China 23BEIJING, Feb. 5 (Xinhua) — Once again, China’s efforts to regulate cyberspace have been interpreted as restriction of freedom of speech, but such views stem from a misunderstanding based on long-term prejudice.

On Wednesday, the Cyberspace Administration of China (CAC) issued a regulation banning the use of Internet avatars and account handles that feature malicious content. It applies to chat rooms, blogs, instant messaging services and all other Internet services.

The regulation stipulates that avatars and account handles should not include information that violates the Constitution or China’s laws, subverts state power, undermines national security and sovereignty, or is deemed rumormongering.

It came after a series of cases in which accounts were fraudulently posed as those of celebrities and foreign leaders, while others were posed as the accounts of official media or institutions and publicized false information.

However, the move was described in foreign reports as a further effort to tighten control of Internet use and censor challenges to the communist political system.
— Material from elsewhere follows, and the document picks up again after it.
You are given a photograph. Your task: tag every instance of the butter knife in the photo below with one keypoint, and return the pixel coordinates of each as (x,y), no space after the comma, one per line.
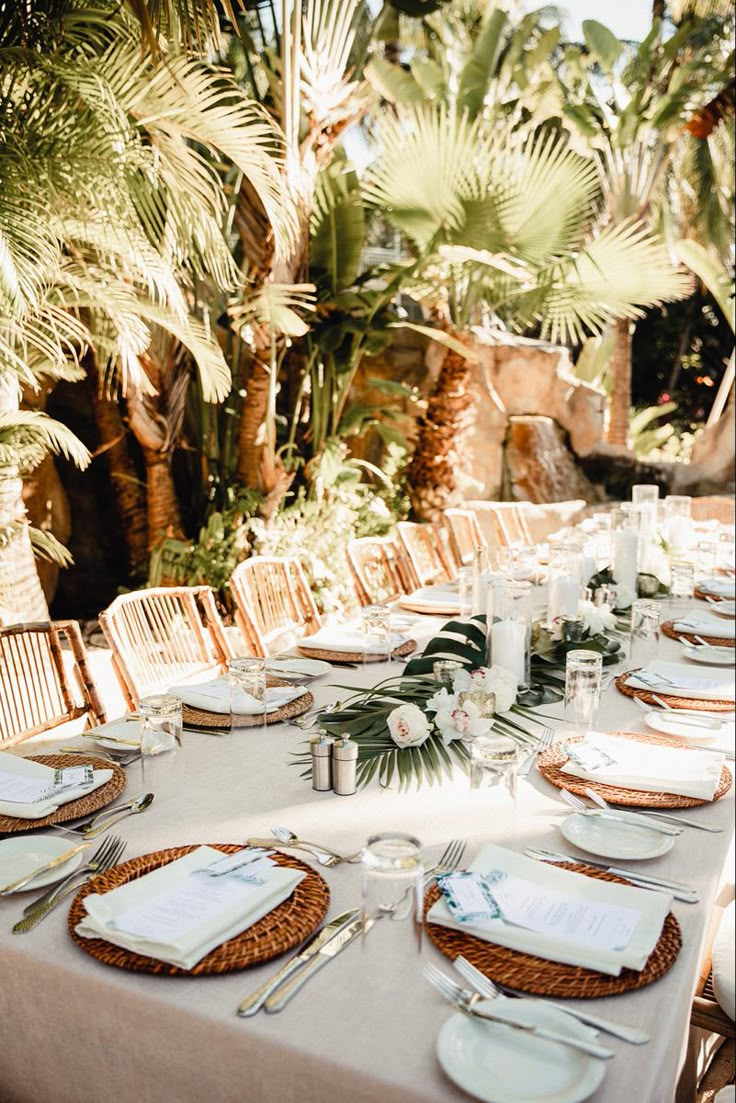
(256,999)
(22,881)
(324,954)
It is not the first time that Internet regulation has been misunderstood in this way. Last month, the CAC shut down 133 accounts on popular instant messaging app WeChat for publishing illegal content that “disobeyed socialist core values” and “severely disturbed the online order.” Foreign media had a feeding frenzy.

However, the truth is that those accounts had a negative impacts on society. One of those closed was an imposter named “Communist Party of China Central Commission for Discipline Inspection’s (CCDI) inspection groups”, while another had a name with misleadingly similar Chinese characters to the People’s Daily, the Communist Party of China’s flagship newspaper.

These two deceived the public with information that was presented as authoritative but was in fact no such thing. Other accounts were related to terrorism, violence and pornography. They deserve no protection of freedom of speech.

Virtual space on the Internet is not an outer space of law. China always protects freedom of speech on the Internet and promotes the use of it, but with a precondition of abiding by related laws and regulations, as well as some widely accepted moral principles and values.

Internet content is censored not only in China, but also in other countries including the United States. Although freedom of speech is strictly protected by the First Amendment, the United States has enacted federal laws to provide exceptions to free speech.

In 1998, it enacted the Digital Millennium Copyright Act to better protect copyright on the Internet; in December 2000, the Children’s Internet Protection Act was signed into law to restrict minors’ access to harmful and inappropriate online material. The United States has also blacklisted some websites under the Trading with the Enemy Act 1917.

The bias against China’s Internet regulation may originate from the different political systems in other countries. However, there is no difference between China and the rest of the world in promoting the free mobility of information while protecting the legitimate rights of the public and individuals.